The race for the leadership of the opposition Centre Party took a new turn on Thursday when the party’s deputy chairman Tuomo Puumala announced that he was entering the race.
The 30-year-old Puumala said that he had received “hundreds of messages” from around Finland, asking him to join the race. Adding to the pressure was the announcement by the current party chair Mari Kiviniemi that she would not seek another term.
“The message was not left ambiguous. The Centre Party needs to undergo a generational change”, Puumala said.
In Puumala’s view the Centre Party needs to check its ideological course.

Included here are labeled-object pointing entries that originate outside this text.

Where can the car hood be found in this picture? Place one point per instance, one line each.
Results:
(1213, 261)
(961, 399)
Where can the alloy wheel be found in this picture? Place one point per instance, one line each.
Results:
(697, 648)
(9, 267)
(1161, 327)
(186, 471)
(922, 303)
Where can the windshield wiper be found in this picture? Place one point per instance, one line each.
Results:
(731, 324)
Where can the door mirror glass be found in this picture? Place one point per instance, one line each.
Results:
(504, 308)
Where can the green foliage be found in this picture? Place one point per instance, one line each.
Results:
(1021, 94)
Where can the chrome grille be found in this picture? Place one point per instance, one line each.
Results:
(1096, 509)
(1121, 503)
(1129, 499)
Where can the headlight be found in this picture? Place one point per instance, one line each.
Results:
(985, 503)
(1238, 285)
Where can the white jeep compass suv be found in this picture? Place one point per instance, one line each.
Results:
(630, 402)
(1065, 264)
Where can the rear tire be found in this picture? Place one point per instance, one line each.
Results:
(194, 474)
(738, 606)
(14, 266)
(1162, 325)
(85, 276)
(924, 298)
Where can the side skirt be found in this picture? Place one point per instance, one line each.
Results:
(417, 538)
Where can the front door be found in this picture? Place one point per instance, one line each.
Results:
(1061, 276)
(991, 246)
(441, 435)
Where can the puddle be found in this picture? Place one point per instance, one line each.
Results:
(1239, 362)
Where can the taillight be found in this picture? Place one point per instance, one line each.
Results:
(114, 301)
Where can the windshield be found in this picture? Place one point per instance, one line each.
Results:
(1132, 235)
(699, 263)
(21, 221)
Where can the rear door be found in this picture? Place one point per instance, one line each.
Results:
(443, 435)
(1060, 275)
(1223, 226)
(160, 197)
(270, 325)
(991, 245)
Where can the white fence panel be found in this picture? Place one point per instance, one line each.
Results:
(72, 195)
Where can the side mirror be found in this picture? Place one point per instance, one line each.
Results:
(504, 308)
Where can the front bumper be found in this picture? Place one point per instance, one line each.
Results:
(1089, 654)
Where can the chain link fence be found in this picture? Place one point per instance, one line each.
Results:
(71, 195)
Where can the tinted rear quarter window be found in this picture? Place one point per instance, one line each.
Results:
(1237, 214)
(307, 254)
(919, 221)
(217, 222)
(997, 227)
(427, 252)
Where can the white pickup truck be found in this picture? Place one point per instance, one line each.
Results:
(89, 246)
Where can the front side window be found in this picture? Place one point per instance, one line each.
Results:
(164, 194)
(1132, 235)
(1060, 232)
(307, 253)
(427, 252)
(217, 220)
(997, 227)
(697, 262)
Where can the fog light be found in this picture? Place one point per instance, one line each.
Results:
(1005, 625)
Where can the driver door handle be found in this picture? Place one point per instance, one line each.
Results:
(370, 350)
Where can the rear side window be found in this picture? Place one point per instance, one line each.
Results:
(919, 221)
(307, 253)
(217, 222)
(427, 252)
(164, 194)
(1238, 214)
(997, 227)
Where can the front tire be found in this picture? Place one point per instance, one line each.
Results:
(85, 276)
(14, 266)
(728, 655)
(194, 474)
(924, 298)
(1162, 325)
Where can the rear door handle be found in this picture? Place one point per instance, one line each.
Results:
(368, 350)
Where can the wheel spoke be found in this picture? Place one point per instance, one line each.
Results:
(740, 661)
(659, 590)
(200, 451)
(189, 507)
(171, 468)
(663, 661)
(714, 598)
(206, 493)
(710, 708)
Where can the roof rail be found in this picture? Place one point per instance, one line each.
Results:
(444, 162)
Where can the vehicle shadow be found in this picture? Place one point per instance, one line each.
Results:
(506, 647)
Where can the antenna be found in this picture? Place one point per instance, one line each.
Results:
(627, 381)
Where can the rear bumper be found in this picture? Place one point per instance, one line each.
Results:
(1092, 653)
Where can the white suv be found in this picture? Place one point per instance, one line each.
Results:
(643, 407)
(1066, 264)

He feels that one of the biggest questions is to ponder how the Centre Party differs from the National Coalition Party.
“The message from the membership is that some people are constantly falling off the bandwagon. A feeling has emerged that the Centre Party does not listen to this constituency as sensitively as it should. At worst we have looked like a threadbare National Coalition Party.”
Puumala set the Parliamentary elections of 2019 as the party’s main target of this decade.
He also wants to resolve internal disagreements within the party, which he says are mainly about personal relations.
“We need to talk so long and so thoroughly that the white smoke rises.”
Puumala feels that his advantages in the race include his young age (30), and his extensive experience in politics. His political career began at the age of 18 in the Kokkola City Council, which he entered after the elections in 2000, at the same time as Social Democratic Party leader, Minister of Finance Jutta Urpilainen.
“A young age is not an absolute value, but I believe that a young person can get the young generation on the move, and that is what we need. Everyone knows that the Centre Party is greying.”
He also wants to see more women in the party.
The Centre Party will choose a new chair in June. Puumala is challenging veteran party figures Mauri Pekkarinen and Paavo Väyrynen as well as first-term MP Juha Sipilä.